American Flag

It is proper etiquette to fly the American flag above all other flags, including those of states, cities or other entities.

Since the renewed efforts to instill patriotism in our hearts, Americans have turned to Old Glory to show their pride in, and loyalty to, their country, but in the process probably have committed the unthinkable: They’ve abused the American flag they revere.

Mishandling and improperly displaying the flag is not a crime, but merely a breach of established etiquette. Even sticklers for proper flag courtesies only cringe and look the other way, excusing innocent mistakes as the price of the newfound passion for showing the Stars and Stripes.

However, perennially waiting in the wings is a proposed constitutional amendment that would make flag desecration a crime, although “desecration” has yet to be defined and could mean almost anything to the etiquette police. The amendment has failed to attract enough congressional votes for adoption whenever it’s introduced.

If such an amendment is ever adopted in Congress, and ratified by at least 38 states, entire industries that produce billions of dollars in sports apparel and souvenirs might be forced to stop using the U.S. flag as a motif.
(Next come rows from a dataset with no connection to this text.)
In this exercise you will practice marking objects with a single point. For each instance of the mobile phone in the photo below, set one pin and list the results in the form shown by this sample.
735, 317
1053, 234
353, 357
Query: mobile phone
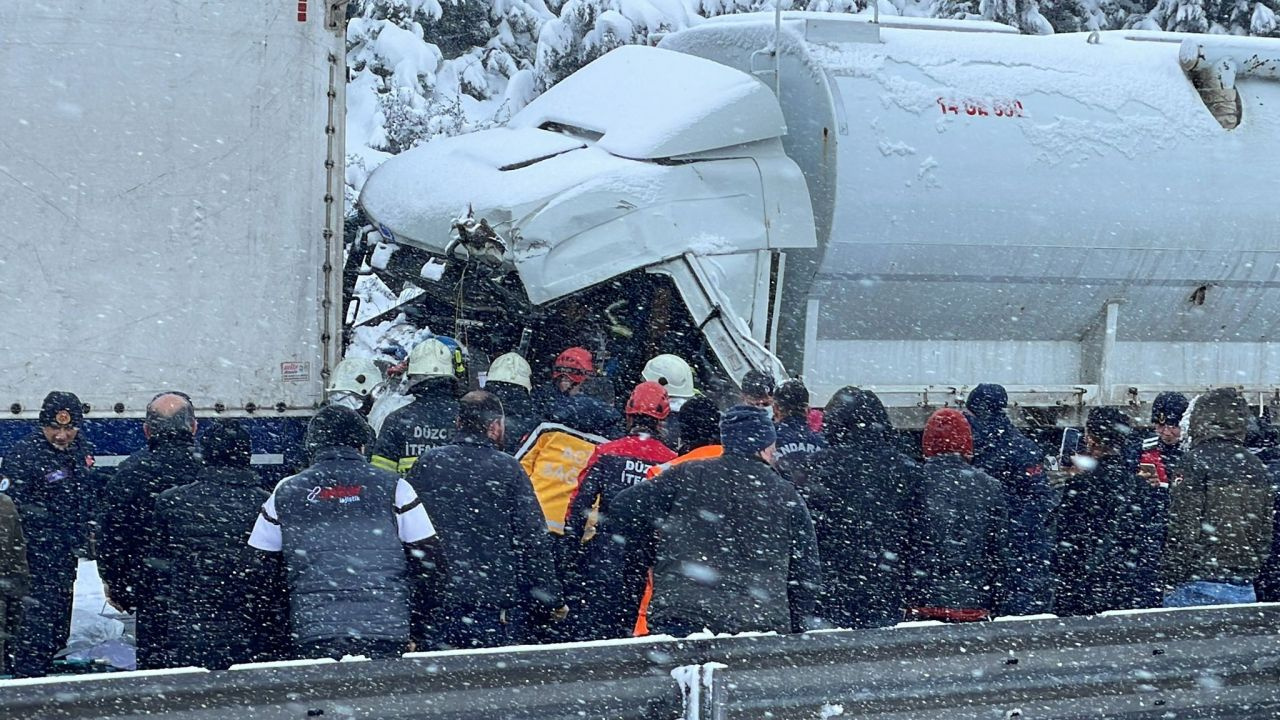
1070, 446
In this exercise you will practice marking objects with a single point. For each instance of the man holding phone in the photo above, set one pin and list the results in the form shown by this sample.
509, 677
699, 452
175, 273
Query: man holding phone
1160, 454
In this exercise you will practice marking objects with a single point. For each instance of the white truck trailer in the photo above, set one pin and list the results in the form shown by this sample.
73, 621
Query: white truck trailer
170, 178
913, 206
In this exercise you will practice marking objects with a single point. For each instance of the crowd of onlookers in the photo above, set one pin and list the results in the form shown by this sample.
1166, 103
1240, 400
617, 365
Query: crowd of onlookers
533, 514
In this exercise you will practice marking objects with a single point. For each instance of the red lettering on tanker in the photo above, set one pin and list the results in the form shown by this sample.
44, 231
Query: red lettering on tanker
982, 108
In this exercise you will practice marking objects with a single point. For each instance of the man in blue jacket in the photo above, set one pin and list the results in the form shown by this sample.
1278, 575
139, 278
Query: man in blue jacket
1011, 458
498, 564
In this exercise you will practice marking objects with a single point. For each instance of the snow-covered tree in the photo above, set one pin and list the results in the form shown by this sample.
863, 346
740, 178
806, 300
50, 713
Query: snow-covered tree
1023, 14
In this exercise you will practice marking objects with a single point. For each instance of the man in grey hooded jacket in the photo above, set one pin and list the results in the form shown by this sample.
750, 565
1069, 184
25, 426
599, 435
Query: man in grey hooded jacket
1220, 511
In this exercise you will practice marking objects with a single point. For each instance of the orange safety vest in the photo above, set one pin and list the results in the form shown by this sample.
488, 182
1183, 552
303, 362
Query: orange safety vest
705, 452
553, 456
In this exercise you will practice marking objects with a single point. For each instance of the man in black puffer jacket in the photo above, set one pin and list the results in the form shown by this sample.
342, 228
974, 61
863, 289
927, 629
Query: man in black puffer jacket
958, 557
1101, 523
730, 542
215, 592
51, 475
497, 554
128, 546
859, 491
342, 529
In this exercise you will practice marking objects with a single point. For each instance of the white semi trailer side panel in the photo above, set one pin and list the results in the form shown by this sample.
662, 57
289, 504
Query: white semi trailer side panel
163, 176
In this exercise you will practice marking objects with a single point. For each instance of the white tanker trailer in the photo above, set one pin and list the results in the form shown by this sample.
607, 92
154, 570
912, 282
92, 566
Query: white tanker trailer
913, 206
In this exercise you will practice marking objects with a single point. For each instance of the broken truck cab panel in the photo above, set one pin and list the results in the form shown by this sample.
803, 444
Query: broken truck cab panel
586, 191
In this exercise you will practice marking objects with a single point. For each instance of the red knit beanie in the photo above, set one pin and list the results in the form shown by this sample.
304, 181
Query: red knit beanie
947, 431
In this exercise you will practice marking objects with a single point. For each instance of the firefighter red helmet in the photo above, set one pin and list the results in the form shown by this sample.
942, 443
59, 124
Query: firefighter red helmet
575, 364
649, 399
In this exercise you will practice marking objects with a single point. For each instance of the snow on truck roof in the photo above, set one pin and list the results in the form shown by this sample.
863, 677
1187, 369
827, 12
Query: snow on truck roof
718, 106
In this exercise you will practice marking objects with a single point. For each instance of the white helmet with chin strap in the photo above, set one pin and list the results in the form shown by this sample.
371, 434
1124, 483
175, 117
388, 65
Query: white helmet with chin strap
511, 368
359, 376
430, 359
672, 373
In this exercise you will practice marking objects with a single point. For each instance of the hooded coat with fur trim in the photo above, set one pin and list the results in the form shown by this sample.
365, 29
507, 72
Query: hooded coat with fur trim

Meanwhile, however, the official flag code with dozens of do’s and don’ts is available from various organizations, including a number of websites, including the Veterans of Foreign Wars at www.vfw.org/Flag/

Here is a sample of the most common right and wrong ways of handling the U.S. flag:

  • Don’t display the flag at night unless properly lighted.
  • Don’t display the flag during inclement weather, unless the flag is an all-weather flag.
  • Don’t drape the flag over the hood, top, sides or back of a vehicle, train or boat; when displayed on an auto, the staff or pole should be fixed on the chassis or right fender.
  • Don’t use the flag to cover a statue or monument.  
  • Don’t allow the flag to touch the ground, water, floor or merchandise.
  • Don’t use the flag as wearing apparel, bedding, or drapery.
  • Don’t use the flag for advertising purposes, nor embroidered on cushions or handkerchiefs, or printed on paper napkins and boxes.
  • Do destroy the flag, preferably by burning, when in no condition to be a fitting emblem.
  • Do stand and observe the passing of the flag in a parade; civilians with their right hands over their hearts, those in uniform with a military salute.
  • Do display the flag on Memorial Day at half-staff until noon, then raised to the top of the staff thereafter.
  • Do fly the U.S. flag above all other flags of states, cities or other localities on halyards.
  • Do display a flag over a street by suspending it vertically, with stars to the north on an east-west street or to the east on a north-south street.
  • Do display the flag near the administration building of every public institution, at polling places on Election Day and at schools during school days.